Slepian spoke to an auditorium full of students and faculty Monday evening alongside retired homicide detective Bobby Addolorato.
After graduating Stony Brook University in 1992, Slepian made his way to NBC in 1996, where he worked as a producer. After wanting to be involved with politics, he found journalism to be an interesting way of involving himself with the criminal justice system.
He spoke of how his fascination led him to using a new trend at the time, small hand-held cameras to document investigations while working with the Las Vegas Police Department. In 2002, he pitched the same type of documenting of investigations to the New York City Police Department.
“A light bulb went into my head and I thought there is a story here,” said Slepian, referring to his new beat in the gritty South Bronx Homicide Task Force. When he met former detective Addolorato, he learned of the wrongful imprisonment case because it had been one of great concern and had left him restless.
The case was that of a murder that occurred at Palladium Nightclub in Manhattan, where a bouncer was murdered. David Lemus and Olmedo Hidalgo were convicted in 1992 and spent 13 years in prison after their conviction.
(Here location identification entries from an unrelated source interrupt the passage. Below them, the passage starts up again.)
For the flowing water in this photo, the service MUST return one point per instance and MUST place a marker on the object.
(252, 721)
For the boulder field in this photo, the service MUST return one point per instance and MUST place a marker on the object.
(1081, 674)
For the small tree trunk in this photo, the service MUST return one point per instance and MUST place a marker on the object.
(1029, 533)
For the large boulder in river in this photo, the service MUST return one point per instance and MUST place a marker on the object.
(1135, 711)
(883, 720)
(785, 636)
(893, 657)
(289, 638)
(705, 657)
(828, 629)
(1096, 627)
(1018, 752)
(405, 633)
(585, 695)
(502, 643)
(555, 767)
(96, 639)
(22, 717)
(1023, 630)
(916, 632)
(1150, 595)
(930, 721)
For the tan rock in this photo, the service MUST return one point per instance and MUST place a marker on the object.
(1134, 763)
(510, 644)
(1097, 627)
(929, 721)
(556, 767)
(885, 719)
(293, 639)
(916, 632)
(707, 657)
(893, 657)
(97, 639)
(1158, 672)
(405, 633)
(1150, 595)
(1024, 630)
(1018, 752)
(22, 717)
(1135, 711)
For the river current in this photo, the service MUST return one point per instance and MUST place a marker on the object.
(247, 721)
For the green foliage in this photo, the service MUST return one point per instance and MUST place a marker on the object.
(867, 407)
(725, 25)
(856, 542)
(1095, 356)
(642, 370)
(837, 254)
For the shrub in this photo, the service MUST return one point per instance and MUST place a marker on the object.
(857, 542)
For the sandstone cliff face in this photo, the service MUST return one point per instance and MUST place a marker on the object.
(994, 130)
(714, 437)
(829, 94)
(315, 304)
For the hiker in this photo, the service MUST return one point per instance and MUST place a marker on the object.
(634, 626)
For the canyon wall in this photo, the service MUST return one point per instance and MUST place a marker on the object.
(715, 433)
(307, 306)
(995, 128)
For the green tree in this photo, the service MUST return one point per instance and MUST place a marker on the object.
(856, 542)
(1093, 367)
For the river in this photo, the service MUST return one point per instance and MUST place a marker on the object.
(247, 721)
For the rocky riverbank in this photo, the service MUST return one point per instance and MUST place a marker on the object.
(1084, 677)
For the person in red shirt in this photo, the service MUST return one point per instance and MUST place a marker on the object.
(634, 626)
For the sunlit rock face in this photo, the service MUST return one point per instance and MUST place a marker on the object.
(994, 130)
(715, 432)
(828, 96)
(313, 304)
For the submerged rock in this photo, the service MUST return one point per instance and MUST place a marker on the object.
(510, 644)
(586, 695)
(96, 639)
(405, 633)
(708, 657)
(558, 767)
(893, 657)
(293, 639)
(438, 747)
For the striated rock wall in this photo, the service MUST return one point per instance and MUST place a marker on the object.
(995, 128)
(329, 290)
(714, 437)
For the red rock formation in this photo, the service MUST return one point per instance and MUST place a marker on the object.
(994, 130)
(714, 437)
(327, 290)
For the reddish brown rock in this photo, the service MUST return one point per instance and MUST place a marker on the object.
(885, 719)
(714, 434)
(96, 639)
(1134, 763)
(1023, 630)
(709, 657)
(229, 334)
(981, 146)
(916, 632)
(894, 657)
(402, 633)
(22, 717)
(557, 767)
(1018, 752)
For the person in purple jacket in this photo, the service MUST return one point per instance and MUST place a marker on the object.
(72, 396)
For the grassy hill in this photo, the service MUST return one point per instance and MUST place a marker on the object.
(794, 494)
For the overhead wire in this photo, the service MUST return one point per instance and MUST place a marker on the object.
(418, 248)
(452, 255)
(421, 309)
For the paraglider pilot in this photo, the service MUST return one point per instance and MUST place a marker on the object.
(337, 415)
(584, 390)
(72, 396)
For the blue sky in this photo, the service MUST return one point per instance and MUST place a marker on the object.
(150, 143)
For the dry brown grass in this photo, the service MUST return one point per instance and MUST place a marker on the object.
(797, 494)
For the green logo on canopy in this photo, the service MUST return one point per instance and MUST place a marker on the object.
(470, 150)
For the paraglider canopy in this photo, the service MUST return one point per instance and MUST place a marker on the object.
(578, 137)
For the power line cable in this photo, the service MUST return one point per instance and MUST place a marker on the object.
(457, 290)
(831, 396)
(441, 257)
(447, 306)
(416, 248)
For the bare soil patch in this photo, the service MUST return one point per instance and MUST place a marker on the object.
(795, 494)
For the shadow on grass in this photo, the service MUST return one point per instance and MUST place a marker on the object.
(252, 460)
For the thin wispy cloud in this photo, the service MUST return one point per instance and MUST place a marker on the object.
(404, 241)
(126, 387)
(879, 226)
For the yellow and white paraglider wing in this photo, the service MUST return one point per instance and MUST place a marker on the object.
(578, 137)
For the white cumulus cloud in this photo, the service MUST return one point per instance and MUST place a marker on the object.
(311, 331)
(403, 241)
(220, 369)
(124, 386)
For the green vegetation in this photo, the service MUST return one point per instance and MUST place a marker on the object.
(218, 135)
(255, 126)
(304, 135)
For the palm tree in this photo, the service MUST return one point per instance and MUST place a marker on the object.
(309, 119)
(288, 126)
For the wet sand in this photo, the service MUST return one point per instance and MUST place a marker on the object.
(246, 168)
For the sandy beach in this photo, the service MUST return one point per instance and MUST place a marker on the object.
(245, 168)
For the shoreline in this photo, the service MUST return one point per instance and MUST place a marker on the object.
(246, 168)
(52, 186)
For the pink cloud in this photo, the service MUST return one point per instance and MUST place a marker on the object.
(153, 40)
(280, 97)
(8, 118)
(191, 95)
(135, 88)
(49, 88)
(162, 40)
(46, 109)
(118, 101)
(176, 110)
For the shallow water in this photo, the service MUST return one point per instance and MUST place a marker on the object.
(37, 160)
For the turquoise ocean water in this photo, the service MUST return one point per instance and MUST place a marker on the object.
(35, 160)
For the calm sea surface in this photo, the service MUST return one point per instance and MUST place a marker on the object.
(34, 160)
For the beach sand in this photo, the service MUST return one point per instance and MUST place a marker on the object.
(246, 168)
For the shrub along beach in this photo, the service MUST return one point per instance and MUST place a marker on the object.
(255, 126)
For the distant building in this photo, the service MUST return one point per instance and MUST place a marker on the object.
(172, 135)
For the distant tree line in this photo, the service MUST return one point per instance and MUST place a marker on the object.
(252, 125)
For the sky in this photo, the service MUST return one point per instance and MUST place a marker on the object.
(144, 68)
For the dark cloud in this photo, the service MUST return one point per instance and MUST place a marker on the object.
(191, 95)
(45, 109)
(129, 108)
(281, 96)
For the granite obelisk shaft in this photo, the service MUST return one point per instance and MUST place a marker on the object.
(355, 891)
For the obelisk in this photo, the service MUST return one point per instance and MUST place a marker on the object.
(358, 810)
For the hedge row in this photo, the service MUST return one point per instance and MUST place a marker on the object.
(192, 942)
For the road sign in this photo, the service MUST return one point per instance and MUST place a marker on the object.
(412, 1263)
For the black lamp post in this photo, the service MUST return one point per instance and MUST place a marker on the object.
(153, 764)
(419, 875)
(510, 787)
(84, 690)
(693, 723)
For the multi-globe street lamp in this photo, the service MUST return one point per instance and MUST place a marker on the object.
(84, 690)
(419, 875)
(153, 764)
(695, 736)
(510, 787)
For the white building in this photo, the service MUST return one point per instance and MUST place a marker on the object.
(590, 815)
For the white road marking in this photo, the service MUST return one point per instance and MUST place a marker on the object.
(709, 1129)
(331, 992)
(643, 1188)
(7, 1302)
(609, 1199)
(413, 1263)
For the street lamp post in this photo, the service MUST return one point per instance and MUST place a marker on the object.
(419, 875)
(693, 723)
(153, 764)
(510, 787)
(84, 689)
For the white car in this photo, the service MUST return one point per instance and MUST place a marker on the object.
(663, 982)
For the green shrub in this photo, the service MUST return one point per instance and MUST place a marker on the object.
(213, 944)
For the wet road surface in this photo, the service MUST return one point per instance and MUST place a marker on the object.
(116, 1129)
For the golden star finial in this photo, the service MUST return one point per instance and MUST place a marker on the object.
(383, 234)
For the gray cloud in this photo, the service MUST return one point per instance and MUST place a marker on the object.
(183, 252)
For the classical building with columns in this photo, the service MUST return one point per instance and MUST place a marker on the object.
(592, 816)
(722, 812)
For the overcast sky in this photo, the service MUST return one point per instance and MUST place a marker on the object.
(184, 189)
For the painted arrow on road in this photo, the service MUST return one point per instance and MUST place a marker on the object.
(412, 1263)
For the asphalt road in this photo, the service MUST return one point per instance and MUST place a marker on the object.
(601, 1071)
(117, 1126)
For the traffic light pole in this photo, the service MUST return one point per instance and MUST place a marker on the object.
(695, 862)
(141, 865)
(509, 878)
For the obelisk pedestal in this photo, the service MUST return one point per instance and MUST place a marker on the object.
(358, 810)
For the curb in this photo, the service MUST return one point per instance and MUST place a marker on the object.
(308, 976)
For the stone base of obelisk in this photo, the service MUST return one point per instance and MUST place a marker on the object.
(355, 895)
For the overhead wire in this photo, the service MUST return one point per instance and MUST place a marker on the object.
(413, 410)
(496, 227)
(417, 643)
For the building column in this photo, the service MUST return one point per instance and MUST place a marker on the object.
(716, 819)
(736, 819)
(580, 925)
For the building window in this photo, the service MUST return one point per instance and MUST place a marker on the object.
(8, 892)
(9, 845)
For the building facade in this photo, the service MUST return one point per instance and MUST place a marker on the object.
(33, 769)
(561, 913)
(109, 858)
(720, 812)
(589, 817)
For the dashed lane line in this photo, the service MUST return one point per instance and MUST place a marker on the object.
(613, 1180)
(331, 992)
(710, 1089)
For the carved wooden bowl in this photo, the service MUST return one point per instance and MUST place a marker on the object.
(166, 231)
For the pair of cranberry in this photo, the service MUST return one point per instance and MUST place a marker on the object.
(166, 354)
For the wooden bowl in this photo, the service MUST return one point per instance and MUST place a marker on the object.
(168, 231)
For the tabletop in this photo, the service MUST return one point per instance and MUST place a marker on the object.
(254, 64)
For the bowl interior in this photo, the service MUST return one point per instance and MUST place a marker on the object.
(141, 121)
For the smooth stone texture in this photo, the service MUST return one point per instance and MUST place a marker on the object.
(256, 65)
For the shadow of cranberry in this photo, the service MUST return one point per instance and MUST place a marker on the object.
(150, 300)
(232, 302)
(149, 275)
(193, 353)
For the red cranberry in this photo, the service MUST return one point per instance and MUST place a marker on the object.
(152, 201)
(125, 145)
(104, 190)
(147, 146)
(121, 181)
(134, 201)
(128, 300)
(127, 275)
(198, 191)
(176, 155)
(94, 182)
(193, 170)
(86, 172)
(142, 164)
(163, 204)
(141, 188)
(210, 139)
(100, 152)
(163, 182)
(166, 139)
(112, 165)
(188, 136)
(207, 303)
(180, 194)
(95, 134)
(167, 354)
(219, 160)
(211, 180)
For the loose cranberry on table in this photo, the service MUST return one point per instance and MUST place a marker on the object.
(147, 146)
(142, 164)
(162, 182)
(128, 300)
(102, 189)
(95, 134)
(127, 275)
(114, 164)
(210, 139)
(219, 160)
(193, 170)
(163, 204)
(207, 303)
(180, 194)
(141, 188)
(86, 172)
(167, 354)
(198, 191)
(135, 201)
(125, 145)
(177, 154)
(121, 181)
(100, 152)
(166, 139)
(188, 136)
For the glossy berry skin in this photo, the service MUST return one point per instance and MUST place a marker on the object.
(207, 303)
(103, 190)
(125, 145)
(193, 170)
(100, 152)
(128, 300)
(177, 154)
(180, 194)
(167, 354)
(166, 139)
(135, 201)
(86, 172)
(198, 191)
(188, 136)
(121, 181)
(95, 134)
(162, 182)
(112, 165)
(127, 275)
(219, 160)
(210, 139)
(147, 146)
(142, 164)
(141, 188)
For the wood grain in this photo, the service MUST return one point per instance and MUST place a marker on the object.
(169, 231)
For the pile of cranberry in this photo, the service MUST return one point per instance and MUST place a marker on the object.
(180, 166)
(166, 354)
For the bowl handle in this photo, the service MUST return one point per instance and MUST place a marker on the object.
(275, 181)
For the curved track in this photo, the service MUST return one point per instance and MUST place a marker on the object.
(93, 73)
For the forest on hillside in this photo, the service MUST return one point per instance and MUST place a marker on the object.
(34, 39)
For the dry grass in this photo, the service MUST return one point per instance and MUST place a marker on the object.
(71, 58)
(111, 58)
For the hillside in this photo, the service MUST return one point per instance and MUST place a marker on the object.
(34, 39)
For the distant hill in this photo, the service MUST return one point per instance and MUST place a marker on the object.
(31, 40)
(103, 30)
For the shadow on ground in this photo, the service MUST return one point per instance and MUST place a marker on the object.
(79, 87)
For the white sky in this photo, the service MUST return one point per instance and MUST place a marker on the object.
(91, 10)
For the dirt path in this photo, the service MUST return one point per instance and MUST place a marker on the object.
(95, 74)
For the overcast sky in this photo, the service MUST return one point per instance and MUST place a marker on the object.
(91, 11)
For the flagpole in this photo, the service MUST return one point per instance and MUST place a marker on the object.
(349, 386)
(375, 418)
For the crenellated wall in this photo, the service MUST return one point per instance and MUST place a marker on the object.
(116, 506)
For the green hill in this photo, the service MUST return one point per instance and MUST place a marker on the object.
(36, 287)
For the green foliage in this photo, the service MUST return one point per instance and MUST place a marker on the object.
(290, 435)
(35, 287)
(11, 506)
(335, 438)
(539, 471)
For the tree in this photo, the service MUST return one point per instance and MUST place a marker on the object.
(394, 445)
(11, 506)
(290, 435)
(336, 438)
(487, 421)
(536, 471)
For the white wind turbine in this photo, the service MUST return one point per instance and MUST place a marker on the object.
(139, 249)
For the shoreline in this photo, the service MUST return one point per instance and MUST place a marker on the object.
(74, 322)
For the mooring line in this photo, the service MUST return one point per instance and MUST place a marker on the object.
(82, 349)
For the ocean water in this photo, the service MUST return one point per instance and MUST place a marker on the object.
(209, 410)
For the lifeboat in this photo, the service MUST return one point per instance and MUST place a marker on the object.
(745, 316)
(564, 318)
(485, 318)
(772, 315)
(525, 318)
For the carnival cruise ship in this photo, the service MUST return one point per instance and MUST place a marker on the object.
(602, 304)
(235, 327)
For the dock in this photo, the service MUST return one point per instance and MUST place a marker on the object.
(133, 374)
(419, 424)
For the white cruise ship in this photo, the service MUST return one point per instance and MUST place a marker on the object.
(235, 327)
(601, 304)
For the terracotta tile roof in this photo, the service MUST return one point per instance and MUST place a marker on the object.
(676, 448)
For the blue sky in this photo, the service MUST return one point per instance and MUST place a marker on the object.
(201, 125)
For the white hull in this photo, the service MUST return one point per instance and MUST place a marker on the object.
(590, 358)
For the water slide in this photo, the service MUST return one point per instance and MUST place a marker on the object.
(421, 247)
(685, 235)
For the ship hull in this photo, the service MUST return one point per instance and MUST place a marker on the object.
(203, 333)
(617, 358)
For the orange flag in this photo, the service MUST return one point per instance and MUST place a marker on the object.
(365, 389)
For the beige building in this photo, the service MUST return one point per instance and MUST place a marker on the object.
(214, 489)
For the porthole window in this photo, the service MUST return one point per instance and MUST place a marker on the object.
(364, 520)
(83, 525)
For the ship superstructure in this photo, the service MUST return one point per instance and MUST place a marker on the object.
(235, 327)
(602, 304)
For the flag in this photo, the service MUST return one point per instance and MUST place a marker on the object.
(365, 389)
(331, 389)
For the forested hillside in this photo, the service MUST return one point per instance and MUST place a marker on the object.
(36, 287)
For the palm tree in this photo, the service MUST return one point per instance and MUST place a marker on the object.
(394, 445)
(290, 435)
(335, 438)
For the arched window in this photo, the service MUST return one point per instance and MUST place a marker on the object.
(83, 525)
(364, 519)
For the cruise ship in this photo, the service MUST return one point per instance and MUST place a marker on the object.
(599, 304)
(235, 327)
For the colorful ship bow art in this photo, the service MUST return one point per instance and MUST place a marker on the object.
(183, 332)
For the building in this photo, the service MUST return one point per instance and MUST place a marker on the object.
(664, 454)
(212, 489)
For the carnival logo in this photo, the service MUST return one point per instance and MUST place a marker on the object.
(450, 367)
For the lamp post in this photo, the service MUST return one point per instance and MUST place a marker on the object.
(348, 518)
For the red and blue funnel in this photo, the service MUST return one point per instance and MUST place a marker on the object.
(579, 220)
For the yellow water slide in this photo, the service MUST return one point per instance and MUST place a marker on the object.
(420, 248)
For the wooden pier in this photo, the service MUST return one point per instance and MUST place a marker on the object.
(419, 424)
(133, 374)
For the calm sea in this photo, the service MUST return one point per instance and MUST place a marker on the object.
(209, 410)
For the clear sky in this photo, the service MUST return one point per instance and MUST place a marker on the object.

During this time Slepian spoke of how he found himself visiting them in prison everyday.
“How do journalists tell a story as they become part of a story?” he asked the audience. “Can you be an advocate as you become a journalist?”
As Slepian described how difficult it was not to put your own personal feelings into his reporting, Addolorato interrupted — “Your worst nightmares came true in this case,” he said.
Addolorato explained that for 10 years, since the two men were imprisoned, he and his partner had gone to the district attorney’s office with a case that contained no evidence that the men were guilty of any crime, but evidence that proved two other men were involved and a confession to the murder.
They were constantly denied any hearing or meeting with the district attorney’s office.
After Slepian’s “Dateline” broadcast of an hour-long investigation aired on television, lawyers were able to make a case for the two convicted men with new evidence, and the charges were dropped in 2005.
Slepian’s investigative journalism and curiosity shined a light on some of the corruption in the New York City criminal justice system and encouraged students that journalism is not a languish career path.
“Any one of you could have done this: Passion, curiosity, and drive, it’s never been easier when you have the tools right there,” Slepian said.